Lennart Nilsson wrote:

What on earth does the following footnote mean? Are we back to
consciousness
where the "quantumbuck" stops?
/LN

Understanding Deutsch's Probability in a Deterministic Multiverse by
Hilary
Greaves

Footnote 16
The following objection is sometimes raised against the
decision-theoretic
approach: in an Everettian context, all outcomes of a decision are
realized,
and therefore it simply does not make sense to make choices, or to
reason
about how one should act. If that is correct, then while we may agree
that
probability can in principle be derived from rationality, this is of
no use
to the Everettian, since (it is claimed) the Everettian cannot make
sense of
rationality itself.
If this was correct, it would be a pressing 'incoherence problem' for
the
decision-theoretic approach. The objection, however, is simply
mistaken. The
mistake arises from an assumption that decisions must be modelled as
Everettian branching, with each possible outcome of the decision
realized on
some branch. This is not true, and it is not at all what is going on
in the
decision scenarios Deutsch and Wallace consider.
Rather, the agent is making a genuine choice between quantum games,
only one
of which will be realized (namely, the chosen game). To be sure, each
game
consists of an array of branches, all of which will, if that game is
chosen,
be realized. But this does not mean that all games will be realized.
It is
no less coherent for an Everettian to have a preference ordering over
quantum games than it is for an agent in a state of classical
uncertainty to
have a preference ordering over classical lotteries.

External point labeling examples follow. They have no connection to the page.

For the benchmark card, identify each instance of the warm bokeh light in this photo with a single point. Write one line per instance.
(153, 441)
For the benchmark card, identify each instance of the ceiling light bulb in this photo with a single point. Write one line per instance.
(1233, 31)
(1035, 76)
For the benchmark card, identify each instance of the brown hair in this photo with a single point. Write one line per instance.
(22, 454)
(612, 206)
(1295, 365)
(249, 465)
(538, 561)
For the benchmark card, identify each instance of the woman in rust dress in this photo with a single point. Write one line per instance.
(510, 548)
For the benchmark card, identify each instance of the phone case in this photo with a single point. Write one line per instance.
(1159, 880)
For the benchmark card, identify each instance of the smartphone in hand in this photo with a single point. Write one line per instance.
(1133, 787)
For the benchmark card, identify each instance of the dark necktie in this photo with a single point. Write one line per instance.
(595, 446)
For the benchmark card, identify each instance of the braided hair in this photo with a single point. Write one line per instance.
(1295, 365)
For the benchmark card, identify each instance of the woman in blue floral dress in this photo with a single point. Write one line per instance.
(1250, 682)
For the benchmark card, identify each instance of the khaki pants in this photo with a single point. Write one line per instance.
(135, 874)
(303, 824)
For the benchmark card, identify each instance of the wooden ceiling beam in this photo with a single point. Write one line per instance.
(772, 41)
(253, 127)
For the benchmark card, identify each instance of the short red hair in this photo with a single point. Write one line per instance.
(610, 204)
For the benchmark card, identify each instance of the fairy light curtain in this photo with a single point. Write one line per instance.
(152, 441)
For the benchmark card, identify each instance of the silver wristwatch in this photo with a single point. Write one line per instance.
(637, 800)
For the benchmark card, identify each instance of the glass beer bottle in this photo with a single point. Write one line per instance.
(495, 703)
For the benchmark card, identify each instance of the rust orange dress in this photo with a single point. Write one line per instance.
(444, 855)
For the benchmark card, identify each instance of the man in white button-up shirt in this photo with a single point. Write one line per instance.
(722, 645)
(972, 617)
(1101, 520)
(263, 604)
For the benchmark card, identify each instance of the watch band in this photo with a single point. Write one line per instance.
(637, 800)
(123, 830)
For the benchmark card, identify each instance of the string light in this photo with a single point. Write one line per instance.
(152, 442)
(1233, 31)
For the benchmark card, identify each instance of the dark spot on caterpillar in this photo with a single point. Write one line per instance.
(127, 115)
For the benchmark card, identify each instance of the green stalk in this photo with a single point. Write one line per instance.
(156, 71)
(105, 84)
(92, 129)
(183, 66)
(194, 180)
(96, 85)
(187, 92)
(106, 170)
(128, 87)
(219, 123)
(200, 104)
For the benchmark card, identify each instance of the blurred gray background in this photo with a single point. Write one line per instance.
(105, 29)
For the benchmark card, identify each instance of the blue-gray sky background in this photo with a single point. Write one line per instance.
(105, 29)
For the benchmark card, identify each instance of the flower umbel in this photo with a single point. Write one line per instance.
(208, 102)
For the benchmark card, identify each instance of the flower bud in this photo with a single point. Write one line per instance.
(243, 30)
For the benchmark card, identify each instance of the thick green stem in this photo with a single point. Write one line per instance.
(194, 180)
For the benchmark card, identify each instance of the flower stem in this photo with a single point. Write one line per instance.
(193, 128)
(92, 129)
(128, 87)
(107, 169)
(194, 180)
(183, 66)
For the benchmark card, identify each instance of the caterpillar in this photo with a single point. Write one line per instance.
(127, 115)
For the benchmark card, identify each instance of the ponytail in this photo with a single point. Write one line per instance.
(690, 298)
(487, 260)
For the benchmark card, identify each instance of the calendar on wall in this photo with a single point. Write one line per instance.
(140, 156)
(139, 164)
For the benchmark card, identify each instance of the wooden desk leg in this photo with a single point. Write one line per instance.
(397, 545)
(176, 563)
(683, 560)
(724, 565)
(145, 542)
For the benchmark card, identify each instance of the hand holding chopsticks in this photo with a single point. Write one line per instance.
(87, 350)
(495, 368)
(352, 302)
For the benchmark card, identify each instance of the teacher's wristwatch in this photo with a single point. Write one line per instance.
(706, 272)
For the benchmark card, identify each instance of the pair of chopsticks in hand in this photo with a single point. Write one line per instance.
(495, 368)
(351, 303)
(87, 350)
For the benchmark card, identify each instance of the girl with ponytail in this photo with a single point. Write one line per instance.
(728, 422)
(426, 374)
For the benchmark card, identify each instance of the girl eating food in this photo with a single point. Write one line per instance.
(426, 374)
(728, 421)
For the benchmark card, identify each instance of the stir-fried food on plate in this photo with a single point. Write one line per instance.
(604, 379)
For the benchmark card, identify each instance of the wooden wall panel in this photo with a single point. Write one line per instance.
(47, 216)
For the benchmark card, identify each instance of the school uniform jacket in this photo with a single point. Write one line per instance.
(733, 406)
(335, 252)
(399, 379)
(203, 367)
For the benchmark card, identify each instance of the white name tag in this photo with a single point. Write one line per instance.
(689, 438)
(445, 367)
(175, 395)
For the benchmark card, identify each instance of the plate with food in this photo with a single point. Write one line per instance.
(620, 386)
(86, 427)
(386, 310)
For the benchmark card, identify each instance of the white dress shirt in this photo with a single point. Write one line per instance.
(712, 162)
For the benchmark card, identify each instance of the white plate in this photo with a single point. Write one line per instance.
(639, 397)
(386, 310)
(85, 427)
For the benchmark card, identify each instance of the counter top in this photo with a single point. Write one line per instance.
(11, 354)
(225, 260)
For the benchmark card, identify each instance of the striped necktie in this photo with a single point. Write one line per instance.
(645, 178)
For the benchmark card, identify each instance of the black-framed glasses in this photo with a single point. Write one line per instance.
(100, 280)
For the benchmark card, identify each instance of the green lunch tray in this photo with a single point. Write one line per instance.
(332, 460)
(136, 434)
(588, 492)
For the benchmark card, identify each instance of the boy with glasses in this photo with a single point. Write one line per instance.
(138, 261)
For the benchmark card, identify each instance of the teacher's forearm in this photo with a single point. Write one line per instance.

To me this looks like an attempt to hold onto rationality and meaning, which requires genuine choice. Modern man has been stripped of his/her rationality as a result of trying to hold onto rationalism in a closed system. But like I've said on my soapbox before, the multiverse doesn't solve this problem, it just makes it worse if anything. Actually, if we truly accept the conclusions of rationalism in a closed system, the multiverse doesn't make it worse; but it also doesn't help one iota, contrary to the hopes of its proponents.